A  intervenção federal no Rio de Janeiro esconde o  fracasso da política do governo Temer de controle da entrada de armas e drogas no País, anunciada como uma de suas metas em 2016. Sem um efetivo controle da entrada de armamento e drogas pelas fronteiras do Brasil, de competência  federal, a  medida anunciada pelo governo será um fracasso, que servirá de  justificativa para que setores fascistas peçam mais intervenção militar no País.

Não houve sequer o “grave comprometimento da ordem pública” que realmente justificasse a medida de intervenção federal ao Rio de Janeiro. O que há é uma medida do governo para tentar legitimar e pôr em ação o Estado Policial para reprimir os Direitos Humanos dos trabalhadores residentes nas comunidades e nos subúrbios e, simultaneamente, assegurar o projeto ultraliberal em ação, com a subtração histórica dos direitos sociais do povo brasileiro.

A CSB está atenta em defesa dos trabalhadores. Não toleraremos medidas que, na verdade, procuram aprofundar um governo antipopular. Justo quando esta intervenção federal coincide com os 50 anos do Ato Institucional nº 5 (AI-5), que restringiu os direitos mais elementares do povo brasileiro, a CSB em alto e bom som estará na defesa dos interesses mais caros da classe trabalhadora.

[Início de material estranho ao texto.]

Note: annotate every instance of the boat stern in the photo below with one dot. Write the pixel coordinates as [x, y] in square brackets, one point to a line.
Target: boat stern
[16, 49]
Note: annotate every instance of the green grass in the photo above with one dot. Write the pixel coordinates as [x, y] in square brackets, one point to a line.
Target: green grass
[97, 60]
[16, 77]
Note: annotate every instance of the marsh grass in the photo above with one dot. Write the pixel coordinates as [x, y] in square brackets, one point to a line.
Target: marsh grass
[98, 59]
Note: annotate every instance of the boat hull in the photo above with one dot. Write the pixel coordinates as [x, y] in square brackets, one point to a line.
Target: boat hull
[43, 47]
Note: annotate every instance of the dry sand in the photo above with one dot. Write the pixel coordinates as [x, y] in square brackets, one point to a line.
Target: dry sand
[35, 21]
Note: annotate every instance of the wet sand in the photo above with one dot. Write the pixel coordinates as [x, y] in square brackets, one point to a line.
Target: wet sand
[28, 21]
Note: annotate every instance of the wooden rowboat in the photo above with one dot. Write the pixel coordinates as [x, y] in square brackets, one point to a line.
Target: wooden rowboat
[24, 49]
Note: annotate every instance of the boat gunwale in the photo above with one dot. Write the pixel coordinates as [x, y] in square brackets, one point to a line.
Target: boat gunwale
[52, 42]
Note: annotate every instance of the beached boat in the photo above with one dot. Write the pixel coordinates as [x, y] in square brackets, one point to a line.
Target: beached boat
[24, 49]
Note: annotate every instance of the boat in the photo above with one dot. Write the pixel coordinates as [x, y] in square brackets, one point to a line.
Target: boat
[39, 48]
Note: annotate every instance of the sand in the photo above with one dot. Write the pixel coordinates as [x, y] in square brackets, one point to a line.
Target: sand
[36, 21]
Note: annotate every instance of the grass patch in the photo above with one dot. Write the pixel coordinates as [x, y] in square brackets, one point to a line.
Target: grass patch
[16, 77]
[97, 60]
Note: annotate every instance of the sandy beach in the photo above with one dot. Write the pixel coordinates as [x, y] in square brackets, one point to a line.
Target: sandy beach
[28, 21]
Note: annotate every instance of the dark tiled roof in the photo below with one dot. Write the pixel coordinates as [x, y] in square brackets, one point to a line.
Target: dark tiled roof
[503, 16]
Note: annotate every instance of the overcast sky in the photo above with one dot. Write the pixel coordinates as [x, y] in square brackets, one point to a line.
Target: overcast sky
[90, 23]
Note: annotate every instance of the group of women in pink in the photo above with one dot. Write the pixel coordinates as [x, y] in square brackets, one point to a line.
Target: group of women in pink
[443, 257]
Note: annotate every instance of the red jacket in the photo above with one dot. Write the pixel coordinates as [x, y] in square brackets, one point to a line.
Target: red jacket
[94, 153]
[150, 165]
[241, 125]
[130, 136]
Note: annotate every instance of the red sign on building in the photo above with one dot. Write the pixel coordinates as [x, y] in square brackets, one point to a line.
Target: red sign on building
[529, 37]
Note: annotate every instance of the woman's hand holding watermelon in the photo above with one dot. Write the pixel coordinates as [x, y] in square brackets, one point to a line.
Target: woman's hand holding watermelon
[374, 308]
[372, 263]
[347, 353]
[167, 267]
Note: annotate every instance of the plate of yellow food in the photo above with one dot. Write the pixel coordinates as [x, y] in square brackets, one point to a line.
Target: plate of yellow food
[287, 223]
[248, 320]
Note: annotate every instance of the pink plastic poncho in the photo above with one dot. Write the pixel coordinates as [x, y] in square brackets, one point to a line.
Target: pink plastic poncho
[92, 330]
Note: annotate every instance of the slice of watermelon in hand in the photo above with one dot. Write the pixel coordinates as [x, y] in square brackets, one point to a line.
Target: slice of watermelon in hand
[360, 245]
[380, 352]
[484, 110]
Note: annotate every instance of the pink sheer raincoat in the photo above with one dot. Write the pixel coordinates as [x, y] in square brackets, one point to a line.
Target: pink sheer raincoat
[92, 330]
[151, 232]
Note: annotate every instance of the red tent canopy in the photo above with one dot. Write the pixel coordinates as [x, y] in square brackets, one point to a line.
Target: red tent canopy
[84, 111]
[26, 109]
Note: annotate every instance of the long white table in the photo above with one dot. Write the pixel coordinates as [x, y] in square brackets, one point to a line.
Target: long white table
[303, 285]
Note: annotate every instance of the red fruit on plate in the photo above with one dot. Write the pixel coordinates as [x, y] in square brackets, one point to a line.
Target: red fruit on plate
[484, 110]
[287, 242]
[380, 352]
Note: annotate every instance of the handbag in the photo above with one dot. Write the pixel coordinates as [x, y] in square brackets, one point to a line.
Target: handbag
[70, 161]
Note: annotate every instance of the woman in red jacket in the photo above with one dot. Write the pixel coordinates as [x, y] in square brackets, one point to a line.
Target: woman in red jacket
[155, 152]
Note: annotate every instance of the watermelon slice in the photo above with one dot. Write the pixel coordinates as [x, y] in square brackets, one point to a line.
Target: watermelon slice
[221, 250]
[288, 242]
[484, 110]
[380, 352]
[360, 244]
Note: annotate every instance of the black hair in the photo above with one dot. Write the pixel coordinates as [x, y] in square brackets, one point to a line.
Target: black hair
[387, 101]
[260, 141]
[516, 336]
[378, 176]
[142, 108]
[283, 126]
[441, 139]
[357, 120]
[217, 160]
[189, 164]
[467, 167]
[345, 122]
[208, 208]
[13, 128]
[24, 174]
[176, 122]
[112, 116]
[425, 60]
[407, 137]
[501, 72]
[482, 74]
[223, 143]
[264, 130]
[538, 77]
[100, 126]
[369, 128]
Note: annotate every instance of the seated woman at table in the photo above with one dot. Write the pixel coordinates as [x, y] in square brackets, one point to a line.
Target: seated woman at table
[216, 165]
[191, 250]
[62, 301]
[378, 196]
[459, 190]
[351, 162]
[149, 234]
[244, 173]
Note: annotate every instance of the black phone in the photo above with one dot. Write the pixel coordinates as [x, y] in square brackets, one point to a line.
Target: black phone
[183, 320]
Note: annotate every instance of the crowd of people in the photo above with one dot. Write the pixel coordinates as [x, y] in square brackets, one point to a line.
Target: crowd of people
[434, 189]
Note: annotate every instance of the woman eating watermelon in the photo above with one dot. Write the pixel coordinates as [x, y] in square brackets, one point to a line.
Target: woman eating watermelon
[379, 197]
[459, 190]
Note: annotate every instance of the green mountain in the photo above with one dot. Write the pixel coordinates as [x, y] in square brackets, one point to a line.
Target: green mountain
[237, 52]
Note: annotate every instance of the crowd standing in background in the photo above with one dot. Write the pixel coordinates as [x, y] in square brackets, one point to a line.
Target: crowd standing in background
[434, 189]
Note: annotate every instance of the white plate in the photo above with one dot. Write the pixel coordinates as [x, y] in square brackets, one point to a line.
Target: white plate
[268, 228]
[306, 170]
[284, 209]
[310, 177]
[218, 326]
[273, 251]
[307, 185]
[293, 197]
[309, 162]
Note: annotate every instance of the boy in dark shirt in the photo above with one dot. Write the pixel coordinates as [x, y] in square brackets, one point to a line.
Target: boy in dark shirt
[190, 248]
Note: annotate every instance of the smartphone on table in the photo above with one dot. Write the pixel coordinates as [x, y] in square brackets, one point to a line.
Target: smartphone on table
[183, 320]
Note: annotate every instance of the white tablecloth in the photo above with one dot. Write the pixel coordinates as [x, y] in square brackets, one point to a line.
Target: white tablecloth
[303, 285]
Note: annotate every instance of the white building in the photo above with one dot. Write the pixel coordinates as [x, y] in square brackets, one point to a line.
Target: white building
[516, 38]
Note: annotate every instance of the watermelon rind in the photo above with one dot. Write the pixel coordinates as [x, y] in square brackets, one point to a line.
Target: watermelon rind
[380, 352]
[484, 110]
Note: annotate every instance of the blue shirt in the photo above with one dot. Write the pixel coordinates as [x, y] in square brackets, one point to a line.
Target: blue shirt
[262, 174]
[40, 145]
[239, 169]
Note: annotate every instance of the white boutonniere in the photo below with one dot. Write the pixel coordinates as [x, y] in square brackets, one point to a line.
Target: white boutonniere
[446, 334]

Ao invés da intervenção federal, queremos uma intervenção de resgate de todos os direitos sociais perdidos no governo de Michel Temer. Ao invés de intervenção federal, queremos a volta da plena soberania popular ao povo brasileiro, sem qualquer direito político sonegado. Ao invés da intervenção federal, queremos um país voltado aos interesses maiores da nação e do povo brasileiro, onde ele seja ouvido.

Intervenção federal sem respeito aos direitos humanos do povo trabalhador significa ingerência indevida e imoral de um governo sem legitimidade. Intervenção federal que rebaixa as Forças Armadas a um papel meramente policialesco significa comprometer as funções constitucionais das FFAA no seu cumprimento da defesa da soberania nacional, face à vulnerabilidade das fronteiras terrestres, marítimas e áreas do Brasil e às tentativas solertes de organizações e grupos econômicos internacionais investirem com força nas nossas riquezas estratégicas.

Em síntese, para a CSB, a intervenção federal, em médio prazo, significa o abuso do Estado Policial de um governo ilegítimo para promover o projeto de retirada de direitos dos trabalhadores, silenciando-os quando preciso for com o uso institucional da violência.”